# Press this if u live in malaysia



## Nveysalli (Apr 1, 2015)

Ok have been looking for slingshots all around malaysia and have only seen the wooden types. Does anyone know a slingshot shop or a place that sells metal or steel slingshots, and where could I buy steel ammo.

This is the type I find

Ps. Please don't say eBay or Amazon or online website.


----------



## unkraut (Feb 1, 2014)

Moin moin,

Made of cast aluminum itself

over 5:20











https://www.youtube.com/results?search_query=slingshot+alu+giessen

Gruss


----------



## Chuck Daehler (Mar 17, 2015)

If you can't find a store you may want to cruise this site and copy some images of ideas and either make one like most of us do here or have someone make one for you, either a metal shop for a "wire frame" slig shot such as a Trumark or Marksman or a carpentry shop to make a wooden one of hard plywood about 1.5cm or more thick. You will then need to find rubber either flat or tube and a little piece of good leather you can cut for the pouch. Ammo can be glass marbles, lead fishing shot, lead shotgun shot, ball bearings or pieces of rebar which reinforces concrete cut in 10mm long sections.

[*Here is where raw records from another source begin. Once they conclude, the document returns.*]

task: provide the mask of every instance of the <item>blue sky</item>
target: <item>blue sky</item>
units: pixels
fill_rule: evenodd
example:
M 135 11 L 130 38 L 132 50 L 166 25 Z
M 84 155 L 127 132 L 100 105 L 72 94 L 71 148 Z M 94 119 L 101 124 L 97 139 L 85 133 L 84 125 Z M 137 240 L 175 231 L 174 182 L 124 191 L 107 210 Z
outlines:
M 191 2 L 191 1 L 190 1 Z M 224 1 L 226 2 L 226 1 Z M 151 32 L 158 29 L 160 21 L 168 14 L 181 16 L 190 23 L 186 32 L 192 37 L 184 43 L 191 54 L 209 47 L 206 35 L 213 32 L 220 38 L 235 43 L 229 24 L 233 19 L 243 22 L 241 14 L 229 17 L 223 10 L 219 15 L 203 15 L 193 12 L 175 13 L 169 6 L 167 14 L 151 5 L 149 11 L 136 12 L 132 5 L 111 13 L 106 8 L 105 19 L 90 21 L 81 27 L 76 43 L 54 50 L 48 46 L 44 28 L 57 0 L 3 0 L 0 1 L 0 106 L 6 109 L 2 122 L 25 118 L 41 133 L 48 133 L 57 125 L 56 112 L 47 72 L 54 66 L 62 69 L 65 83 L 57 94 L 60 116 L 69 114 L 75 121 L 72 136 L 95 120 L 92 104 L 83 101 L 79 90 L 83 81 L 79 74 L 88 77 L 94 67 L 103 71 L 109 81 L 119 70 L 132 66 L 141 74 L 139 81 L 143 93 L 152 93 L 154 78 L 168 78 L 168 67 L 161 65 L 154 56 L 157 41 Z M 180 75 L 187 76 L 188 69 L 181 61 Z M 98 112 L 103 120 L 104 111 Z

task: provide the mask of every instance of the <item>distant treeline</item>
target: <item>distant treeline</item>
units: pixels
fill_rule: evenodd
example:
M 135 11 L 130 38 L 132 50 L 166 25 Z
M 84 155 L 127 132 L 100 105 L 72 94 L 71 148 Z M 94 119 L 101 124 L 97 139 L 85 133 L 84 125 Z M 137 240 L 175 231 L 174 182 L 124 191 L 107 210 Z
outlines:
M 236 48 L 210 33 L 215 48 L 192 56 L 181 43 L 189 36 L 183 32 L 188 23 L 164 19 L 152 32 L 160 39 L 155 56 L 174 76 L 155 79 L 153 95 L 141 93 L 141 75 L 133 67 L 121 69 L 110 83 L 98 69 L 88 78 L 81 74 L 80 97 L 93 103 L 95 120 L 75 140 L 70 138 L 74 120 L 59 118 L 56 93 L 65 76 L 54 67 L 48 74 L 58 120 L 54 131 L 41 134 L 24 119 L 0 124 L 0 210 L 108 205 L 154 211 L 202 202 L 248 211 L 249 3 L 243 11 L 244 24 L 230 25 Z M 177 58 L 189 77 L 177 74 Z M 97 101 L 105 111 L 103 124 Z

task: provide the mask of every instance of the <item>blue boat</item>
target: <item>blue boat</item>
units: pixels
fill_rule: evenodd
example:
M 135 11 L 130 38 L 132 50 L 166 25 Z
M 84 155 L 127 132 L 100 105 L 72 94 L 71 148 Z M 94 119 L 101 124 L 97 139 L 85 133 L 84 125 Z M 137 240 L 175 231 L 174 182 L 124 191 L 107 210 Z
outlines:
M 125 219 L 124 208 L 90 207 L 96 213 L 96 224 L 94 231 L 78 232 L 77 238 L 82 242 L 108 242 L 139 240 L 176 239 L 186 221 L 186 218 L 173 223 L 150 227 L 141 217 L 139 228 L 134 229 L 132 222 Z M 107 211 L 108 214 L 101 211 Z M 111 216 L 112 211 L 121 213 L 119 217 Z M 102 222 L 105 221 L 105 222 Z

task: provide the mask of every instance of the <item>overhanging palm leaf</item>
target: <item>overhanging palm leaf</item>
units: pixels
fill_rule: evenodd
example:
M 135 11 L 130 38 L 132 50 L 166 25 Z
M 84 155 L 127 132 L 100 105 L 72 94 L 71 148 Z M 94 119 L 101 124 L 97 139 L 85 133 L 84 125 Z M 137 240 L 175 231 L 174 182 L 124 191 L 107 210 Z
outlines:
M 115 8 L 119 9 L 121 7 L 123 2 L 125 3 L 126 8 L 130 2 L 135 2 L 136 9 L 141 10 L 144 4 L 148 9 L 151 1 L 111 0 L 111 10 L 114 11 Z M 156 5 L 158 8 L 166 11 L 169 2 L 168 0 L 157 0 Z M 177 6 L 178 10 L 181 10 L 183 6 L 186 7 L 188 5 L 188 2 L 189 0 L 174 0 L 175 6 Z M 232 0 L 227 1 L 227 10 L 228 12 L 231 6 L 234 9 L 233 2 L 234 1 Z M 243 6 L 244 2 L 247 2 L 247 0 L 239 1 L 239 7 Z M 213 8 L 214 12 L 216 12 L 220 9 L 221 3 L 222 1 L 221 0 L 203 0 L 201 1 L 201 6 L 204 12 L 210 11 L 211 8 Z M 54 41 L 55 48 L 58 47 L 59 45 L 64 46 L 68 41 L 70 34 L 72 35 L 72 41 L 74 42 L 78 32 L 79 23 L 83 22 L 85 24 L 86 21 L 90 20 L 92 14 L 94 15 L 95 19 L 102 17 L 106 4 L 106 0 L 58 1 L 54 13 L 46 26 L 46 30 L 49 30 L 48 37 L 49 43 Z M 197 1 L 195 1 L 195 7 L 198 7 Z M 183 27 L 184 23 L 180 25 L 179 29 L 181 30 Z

You will need to make a "catch box" as a target area which prevents your ammo from being lost. Use a large cardboard box with a rod or wood pole stuck through it onto which you hang cloth, either old clothes or whatever to stop the ammo. The ammo will fall mostly in the box if the rod is almost all the way in the back of the box. Put a sheet of plastic in front of the box for when ammo bounces out or place the catch box on concrete or other floor. A catch box ought to be about a half meter wide, half meter high and half meter deep and start shooting at about four meters until you mater hitting a 10 cm target, then move back meter by meter. The "standard" range is 10 meters but that isn't important, whatever range you like is what you use. It's fun to vary ranges.


----------



## Moo Kim Yee Albert (Dec 21, 2016)

Hi have you got your slingshot? I can show you a place where you can get all the production slingshots that interest you, from as low as RM5 to a high of above Rm400. Hope to get in touch.


----------



## Hirofumi Lee (Dec 25, 2016)

HI Guys,

Im new here and was wondering if any one here could guide me to a shop , not online, where i can buy slingshots and ammo from. Appreciate your reply!

Living in KL

Thanks


----------



## pult421 (Aug 13, 2015)

Hirofumi Lee said:


> HI Guys,
> 
> Im new here and was wondering if any one here could guide me to a shop , not online, where i can buy slingshots and ammo from. Appreciate your reply!
> 
> ...


 there are no slingshot shops.. walmart might have items that would make ya think youre in a slingshot store.. but barely.


----------



## Hirofumi Lee (Dec 25, 2016)

pult421 said:


> Hirofumi Lee said:
> 
> 
> > HI Guys,
> ...


Thanks , but there are no Walmarts where I live; abroad.  Will try some of the hypermarkets here. There are tons online but I want to see the physical product before buying.


----------



## Toolshed (Aug 4, 2015)

Sounds like we have a LOT of malaysians not on the google map. ;-)

Hint hint hint


----------



## allan (Apr 4, 2010)

The only quality production slingshots you can buy off the shelf in Malaysia are the Barnett ones available from tackle shops. Get your ammos from junkyards, they sell them by the kilos. Don't buy the Dankung copy from the night market, they are made from pot metal.
Another option is for you to make yourself a custom slingshot with the abundance of hardwood available locally. Good luck!

Sent from my Lenovo A5500-HV using Tapatalk


----------